I always found it an amazing coincidence that none of the private partnerships got into any trouble. Coincidence? Perhaps not — from page 136, Bailout Nation:
More importantly, banks started adopting the “eat what you kill” compensation systems. The bonus structure, replete with short-term financial incentives, began to dominate banks. Throw in monthly performance fees and annual stock option incentives, and you end up with a skewed business model suddenly embracing quicker trading profits.

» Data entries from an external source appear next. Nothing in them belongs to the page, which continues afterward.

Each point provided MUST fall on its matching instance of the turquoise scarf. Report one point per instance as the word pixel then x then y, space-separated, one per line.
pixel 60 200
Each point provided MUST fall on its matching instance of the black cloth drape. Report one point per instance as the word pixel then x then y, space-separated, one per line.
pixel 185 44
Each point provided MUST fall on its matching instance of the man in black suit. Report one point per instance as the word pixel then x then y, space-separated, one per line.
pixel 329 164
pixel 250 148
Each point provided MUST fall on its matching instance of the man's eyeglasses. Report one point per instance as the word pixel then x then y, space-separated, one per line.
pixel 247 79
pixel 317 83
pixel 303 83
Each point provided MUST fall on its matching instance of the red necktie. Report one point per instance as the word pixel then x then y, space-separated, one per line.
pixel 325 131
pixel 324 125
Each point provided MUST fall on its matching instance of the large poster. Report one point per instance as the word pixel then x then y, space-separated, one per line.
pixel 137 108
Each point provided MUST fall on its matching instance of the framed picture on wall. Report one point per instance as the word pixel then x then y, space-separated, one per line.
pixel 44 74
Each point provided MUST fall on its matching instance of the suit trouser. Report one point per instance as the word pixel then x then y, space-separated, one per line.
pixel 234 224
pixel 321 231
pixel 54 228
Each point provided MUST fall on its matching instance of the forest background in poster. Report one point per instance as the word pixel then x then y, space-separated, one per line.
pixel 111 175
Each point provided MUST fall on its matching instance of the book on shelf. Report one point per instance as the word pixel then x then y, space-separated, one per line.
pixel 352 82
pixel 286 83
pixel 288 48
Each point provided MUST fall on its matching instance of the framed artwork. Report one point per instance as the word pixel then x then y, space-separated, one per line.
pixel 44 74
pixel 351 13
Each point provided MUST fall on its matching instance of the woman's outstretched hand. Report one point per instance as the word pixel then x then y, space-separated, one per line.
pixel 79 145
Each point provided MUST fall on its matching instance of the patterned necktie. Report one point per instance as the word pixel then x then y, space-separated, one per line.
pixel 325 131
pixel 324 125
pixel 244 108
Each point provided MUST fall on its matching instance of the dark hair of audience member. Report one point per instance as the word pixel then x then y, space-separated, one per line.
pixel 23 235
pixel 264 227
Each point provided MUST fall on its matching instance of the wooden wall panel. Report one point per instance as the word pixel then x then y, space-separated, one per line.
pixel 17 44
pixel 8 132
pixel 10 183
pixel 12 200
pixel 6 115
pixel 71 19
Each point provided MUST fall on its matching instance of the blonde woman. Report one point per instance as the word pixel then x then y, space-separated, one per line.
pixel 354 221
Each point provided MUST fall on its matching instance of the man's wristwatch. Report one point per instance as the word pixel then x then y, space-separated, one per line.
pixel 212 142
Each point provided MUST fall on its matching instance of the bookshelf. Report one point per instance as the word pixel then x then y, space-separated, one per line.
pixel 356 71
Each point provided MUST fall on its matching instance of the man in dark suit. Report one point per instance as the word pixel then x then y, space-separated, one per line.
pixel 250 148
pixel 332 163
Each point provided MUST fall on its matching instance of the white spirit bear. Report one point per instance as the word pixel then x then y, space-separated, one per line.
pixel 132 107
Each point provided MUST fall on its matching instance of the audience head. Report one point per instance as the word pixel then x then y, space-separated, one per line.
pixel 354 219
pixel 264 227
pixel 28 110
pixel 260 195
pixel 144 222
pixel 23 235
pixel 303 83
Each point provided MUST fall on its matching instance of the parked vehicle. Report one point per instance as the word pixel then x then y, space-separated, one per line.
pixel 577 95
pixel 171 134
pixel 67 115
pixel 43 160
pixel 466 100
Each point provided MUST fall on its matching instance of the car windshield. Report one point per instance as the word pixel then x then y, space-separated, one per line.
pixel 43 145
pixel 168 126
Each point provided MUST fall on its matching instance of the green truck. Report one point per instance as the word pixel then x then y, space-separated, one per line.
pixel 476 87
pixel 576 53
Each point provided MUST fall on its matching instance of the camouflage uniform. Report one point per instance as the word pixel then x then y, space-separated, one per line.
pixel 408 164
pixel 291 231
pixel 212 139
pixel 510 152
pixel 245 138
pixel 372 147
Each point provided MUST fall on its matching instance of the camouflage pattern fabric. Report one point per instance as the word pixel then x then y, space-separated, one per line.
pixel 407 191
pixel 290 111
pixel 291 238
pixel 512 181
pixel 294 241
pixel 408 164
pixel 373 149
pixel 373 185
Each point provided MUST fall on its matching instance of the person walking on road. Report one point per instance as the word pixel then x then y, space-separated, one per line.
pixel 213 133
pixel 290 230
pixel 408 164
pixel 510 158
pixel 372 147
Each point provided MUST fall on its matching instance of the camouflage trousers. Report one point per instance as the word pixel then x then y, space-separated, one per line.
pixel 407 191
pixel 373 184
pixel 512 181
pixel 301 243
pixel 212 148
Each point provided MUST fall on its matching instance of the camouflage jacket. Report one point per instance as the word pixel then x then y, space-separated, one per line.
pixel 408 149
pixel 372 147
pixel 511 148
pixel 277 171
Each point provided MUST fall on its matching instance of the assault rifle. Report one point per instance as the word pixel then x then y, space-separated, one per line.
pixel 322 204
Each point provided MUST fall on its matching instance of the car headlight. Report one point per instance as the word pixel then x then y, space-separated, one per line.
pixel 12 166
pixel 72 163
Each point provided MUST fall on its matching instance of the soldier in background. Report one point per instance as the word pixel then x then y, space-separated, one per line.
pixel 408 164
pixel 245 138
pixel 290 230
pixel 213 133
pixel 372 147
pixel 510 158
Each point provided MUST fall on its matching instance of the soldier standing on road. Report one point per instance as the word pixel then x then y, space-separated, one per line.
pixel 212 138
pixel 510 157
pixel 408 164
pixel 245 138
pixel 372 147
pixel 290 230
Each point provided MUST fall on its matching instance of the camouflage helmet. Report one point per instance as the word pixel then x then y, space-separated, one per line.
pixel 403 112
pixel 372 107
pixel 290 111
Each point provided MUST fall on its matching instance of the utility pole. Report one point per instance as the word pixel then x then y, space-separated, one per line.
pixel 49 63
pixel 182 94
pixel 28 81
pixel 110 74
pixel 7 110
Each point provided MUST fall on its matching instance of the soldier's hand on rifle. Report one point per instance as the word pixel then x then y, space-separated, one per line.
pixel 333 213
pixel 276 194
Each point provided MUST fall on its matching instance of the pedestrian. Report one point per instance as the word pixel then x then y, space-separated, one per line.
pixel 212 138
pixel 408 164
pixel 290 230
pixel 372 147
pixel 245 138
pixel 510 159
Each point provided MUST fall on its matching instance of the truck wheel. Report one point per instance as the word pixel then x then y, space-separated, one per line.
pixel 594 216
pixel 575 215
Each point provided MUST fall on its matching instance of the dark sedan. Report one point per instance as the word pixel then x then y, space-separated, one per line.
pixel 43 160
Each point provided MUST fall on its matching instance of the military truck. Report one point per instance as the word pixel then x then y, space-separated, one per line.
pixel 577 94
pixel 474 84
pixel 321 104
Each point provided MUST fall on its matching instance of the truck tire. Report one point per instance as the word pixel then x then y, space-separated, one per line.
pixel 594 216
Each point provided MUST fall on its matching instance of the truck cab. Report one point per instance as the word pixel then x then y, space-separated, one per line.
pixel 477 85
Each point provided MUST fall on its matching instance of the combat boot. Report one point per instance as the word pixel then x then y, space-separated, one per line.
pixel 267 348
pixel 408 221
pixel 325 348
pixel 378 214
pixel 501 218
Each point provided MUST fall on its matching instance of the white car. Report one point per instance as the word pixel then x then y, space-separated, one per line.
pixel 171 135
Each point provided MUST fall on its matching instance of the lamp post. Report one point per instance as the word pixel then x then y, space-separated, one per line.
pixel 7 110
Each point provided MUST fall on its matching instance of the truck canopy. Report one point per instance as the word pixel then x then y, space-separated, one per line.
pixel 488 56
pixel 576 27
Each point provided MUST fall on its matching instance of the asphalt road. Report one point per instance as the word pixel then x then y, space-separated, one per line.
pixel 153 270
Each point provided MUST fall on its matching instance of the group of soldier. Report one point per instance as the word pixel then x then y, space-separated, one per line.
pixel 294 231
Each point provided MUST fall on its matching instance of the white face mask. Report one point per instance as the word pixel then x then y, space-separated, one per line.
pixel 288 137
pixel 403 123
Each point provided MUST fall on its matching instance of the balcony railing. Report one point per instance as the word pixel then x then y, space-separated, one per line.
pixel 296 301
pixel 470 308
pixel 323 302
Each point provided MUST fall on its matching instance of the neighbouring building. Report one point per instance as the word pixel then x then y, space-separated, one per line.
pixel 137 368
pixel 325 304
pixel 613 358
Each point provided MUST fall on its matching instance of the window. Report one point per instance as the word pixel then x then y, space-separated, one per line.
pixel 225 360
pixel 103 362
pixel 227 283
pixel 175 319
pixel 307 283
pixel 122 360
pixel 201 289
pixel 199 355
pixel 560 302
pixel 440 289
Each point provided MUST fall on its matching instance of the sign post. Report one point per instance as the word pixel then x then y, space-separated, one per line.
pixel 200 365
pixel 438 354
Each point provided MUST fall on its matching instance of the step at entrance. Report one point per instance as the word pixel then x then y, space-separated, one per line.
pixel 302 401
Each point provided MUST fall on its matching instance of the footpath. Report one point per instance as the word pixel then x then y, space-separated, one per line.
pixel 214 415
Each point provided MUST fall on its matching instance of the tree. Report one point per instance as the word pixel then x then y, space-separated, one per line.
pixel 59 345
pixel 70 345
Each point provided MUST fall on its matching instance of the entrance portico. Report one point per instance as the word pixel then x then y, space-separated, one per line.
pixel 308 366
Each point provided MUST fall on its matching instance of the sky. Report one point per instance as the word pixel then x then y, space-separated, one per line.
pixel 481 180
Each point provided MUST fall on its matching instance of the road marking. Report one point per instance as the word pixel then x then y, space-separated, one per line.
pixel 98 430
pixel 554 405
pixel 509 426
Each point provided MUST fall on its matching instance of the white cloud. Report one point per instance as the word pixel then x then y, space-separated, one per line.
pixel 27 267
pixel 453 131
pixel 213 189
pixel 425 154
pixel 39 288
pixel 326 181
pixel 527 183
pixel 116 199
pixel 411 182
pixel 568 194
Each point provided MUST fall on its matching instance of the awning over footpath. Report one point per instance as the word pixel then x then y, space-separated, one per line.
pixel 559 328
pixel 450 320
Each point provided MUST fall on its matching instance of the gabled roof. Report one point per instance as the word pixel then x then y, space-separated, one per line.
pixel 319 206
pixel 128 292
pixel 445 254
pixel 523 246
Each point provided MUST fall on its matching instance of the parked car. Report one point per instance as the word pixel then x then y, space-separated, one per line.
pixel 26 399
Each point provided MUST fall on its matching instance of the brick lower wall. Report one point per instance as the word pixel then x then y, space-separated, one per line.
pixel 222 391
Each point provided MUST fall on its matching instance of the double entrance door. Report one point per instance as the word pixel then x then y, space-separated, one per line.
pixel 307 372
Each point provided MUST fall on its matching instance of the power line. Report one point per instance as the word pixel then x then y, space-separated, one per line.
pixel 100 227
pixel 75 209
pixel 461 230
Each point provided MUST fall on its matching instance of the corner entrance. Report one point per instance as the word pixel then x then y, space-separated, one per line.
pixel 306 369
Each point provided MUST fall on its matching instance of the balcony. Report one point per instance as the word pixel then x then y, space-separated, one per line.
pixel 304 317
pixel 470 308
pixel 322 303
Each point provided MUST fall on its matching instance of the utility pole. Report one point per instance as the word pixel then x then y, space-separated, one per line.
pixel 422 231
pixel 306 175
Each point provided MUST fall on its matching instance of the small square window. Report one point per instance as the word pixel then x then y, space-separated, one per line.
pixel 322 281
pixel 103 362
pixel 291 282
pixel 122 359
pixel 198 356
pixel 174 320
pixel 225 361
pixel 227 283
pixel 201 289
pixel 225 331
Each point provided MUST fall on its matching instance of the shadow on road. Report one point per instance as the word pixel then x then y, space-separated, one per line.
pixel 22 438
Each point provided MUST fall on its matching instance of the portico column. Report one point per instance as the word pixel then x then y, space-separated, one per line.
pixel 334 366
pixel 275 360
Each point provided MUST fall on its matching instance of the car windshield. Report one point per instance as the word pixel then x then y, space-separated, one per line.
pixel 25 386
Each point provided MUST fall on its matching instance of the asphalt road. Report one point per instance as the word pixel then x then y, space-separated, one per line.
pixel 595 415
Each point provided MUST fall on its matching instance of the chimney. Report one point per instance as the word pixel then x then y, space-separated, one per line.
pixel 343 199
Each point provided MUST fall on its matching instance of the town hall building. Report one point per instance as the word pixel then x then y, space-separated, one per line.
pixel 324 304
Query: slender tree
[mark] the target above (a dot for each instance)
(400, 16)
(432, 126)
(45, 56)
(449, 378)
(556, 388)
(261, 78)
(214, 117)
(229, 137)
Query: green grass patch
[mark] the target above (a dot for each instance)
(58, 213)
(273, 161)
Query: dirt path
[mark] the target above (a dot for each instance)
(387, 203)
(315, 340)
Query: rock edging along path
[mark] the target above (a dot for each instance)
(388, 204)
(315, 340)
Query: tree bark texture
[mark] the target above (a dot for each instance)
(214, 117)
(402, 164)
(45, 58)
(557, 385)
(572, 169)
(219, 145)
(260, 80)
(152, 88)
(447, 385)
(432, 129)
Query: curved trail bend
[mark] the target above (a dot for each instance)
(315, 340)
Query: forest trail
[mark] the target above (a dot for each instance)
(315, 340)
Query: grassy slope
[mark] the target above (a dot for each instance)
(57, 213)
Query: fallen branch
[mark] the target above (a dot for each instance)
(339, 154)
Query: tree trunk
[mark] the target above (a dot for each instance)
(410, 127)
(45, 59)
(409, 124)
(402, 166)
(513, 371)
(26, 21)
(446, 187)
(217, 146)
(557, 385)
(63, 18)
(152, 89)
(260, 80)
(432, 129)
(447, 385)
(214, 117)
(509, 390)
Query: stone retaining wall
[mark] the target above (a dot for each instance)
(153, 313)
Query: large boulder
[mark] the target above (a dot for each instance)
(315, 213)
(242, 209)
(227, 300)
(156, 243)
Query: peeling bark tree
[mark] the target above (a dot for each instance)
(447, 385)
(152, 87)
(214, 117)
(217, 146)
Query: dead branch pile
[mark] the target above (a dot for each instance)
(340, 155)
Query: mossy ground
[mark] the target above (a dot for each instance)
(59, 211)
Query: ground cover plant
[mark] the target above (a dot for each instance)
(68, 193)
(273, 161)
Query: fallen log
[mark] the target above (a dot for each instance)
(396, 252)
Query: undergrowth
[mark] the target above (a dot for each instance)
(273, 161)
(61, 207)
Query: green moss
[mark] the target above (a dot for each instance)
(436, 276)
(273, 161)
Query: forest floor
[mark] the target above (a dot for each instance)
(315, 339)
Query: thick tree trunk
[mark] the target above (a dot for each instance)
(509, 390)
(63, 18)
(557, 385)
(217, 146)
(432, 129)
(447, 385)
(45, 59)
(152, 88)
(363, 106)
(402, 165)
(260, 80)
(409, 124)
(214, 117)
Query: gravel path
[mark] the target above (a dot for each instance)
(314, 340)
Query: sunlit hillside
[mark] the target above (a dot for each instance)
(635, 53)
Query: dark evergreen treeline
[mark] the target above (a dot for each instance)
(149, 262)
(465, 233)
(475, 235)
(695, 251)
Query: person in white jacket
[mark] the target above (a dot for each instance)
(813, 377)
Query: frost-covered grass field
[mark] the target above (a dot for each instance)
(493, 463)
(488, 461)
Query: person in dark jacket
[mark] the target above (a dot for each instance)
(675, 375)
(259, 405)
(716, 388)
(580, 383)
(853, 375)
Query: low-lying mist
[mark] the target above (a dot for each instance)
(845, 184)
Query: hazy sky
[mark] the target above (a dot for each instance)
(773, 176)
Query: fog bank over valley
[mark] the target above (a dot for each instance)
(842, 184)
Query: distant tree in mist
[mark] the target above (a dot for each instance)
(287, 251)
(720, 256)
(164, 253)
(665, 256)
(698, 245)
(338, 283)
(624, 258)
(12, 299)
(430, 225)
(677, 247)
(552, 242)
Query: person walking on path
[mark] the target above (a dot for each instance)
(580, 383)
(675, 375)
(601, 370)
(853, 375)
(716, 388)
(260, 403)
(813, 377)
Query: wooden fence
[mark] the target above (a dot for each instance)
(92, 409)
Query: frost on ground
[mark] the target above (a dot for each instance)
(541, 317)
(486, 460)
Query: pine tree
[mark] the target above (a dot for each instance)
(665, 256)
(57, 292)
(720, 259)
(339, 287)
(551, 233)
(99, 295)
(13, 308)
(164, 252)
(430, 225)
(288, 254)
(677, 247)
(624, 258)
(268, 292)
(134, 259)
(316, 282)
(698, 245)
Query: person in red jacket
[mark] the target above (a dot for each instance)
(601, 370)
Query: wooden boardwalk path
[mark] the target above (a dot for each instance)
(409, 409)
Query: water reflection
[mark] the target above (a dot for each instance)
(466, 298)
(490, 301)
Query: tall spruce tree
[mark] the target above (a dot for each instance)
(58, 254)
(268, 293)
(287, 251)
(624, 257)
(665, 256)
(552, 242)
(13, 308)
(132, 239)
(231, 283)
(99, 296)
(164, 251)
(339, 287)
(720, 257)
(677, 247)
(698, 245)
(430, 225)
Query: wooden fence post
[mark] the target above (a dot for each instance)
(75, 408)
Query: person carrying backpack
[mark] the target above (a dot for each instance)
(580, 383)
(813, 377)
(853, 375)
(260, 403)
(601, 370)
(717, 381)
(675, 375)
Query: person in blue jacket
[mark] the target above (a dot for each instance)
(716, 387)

“This had an enormous impact upon the ways investment banks approached business generation and risk management. Like many public companies, they became increasingly short-term focused. “Making the quarter,” in Street parlance, meant pulling out all the stops to hit your quarterly profit figures, by any means necessary. Incentives became misaligned with shareholders’ interests, as risky short-term performance was rewarded with huge bonuses. Not surprisingly, this worked to the detriment of long-term sustainability.
But short-termism was only part of the equation. Of greater concern was how these firms’ internal risk management changed. Unlike in public corporations, partners are personally liable for the acts of any of the members of the partnership. If any one of a firm’s partners or employees loses a trillion dollars, every last partner is on the hook for that money.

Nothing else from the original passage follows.